You can think of the functionality as setting MPROT_NONE but for a few
bytes only using watchpoints. On the access the accessing thread
should receive a signal (similar to SIGSEGV). Kernel copy_to/from_user
should not be affected (no EFAULT), I think this is already satisfied
for watchpoints. This functionality is also intended for production
environments (if you are interested -- for sampling race detection),
number of threads in the process can be up to, say, ~~10K and the
watchpoint is intended to be set for a very brief period of time
(~~few ms).
This can be done today with both perf_event_open and ptrace.
However, the problem is that both APIs work on a single thread level
(? perf_event_open can be inherited by children, but not for existing
siblings). So doing this would require iterating over, say, 10K
threads, calling perf_event_open, F_SETOWN, F_SETSIG, later close and
consuming 40K file descriptors.
What I would like to have is a single syscall that does all of it for
the whole process (either sending IPIs to currently running siblings,
or maybe activating this only on the next sched in).

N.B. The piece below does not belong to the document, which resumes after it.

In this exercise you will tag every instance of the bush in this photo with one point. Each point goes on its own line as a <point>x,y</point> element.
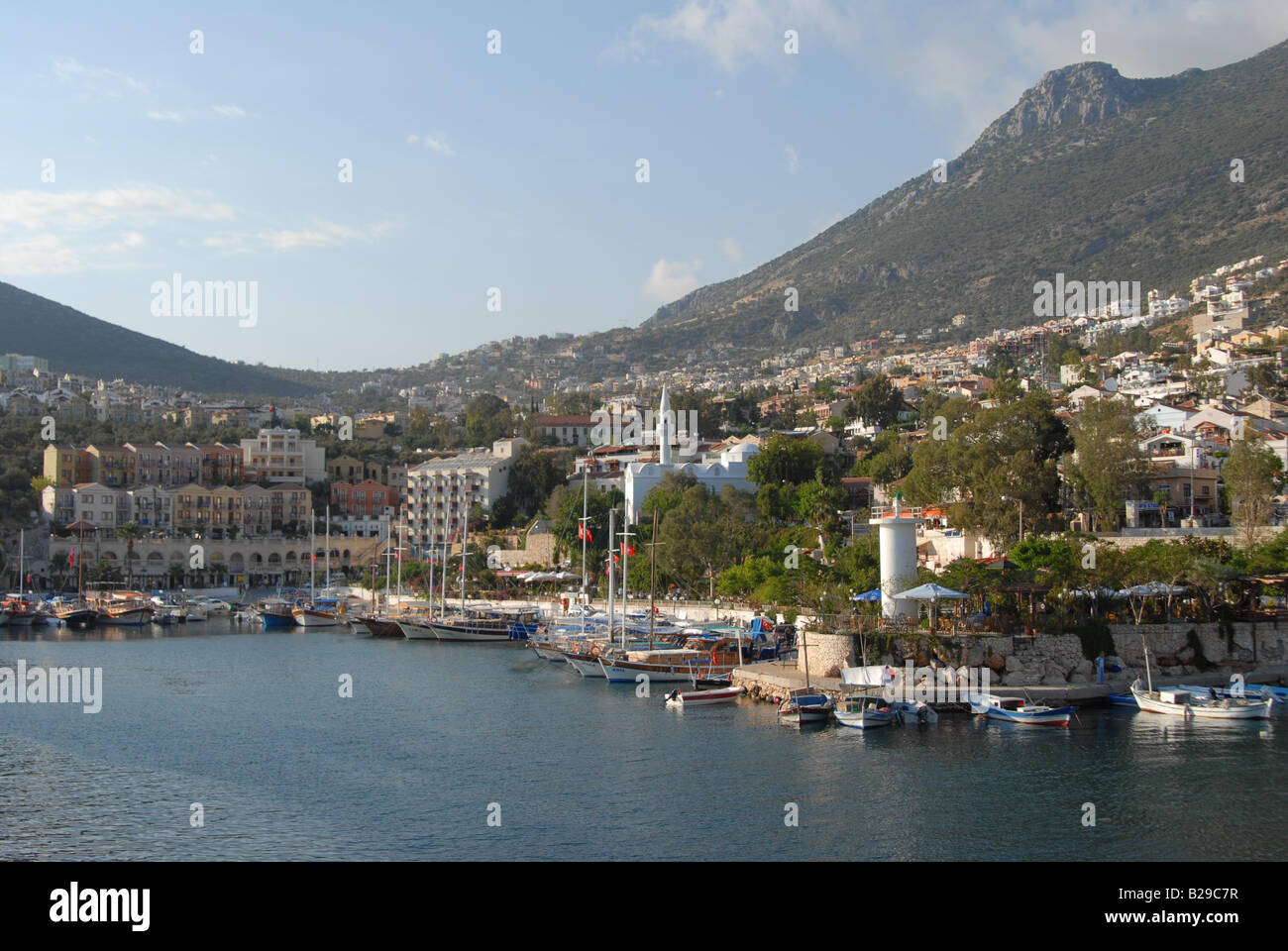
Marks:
<point>1095,637</point>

I see at least one potential problem: what do we do if some sibling
thread already has all 4 watchpoints consumed? We don't necessarily
want to iterate over all 10K threads synchronously, nor we even want
to fail in this case. The intended use case is that only this feature
will mostly use watchpoints, so all threads will have equal number of
available watchpoints. So perhaps the removal of the watchpoint could
just communicate that there were some threads that were not able to
install the watchpoint.
Does it make any sense? How feasible/complex to add it is?